The vaccine, a key tool for collective immunity

Loïc Hervé notes in his messages that the health pass does not protect against contamination. This is partially true, but it should be emphasized that the Scientific Council from the start saw this tool as a means of “minimize the risk of contamination by the Sars-CoV-2 virus”, without guaranteeing to be completely protected. In the same way, moreover, as the vaccine, designed above all to protect serious forms and which only partially protects against infection.

Moreover, with regard to the objective of collective immunity, on the other hand, the senator disseminates misleading remarks. It is fair to point out that at the present time and despite the vaccination, we have failed to achieve this immunity, but this is actually not due to a lack of efficacy of the vaccine. It should no longer be explained by the excessively high proportion of French people who remain hostile to vaccination.

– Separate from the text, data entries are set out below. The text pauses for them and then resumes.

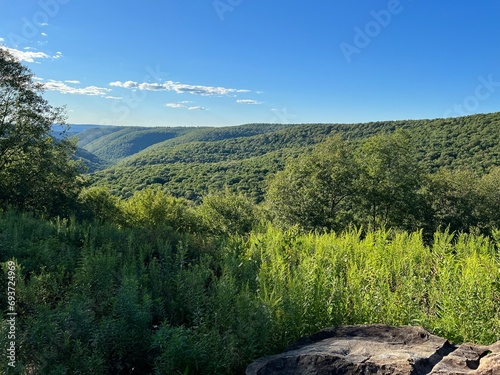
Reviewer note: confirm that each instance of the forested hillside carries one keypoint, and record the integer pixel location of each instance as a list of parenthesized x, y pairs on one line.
[(192, 163), (200, 250)]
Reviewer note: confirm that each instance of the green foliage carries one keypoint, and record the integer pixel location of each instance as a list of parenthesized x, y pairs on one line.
[(389, 182), (204, 160), (227, 213), (154, 209), (311, 190), (36, 170), (95, 298), (98, 203)]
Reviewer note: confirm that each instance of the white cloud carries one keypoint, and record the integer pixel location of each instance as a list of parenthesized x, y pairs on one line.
[(178, 87), (27, 56), (30, 56), (175, 105), (63, 88), (248, 101)]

Today, experts believe that a 90% vaccinated population would be a minimum threshold to reach in order to hope for collective immunity. This is still quite a long way off due to the approximately 18 million people who today do not have a complete vaccination schedule. The opening of injections every 5-11 years could also make it possible to gradually approach 90%.

Finally, it should be noted that the virus we are now struggling with is no longer quite the same as the one that circulated at the time when vaccines were developed. “the arrival of more infectious variants has increased the proportion of the population requiring protection”Inserm immunologist Frédéric Rieux-Lauca pointed out to LCI a few days ago.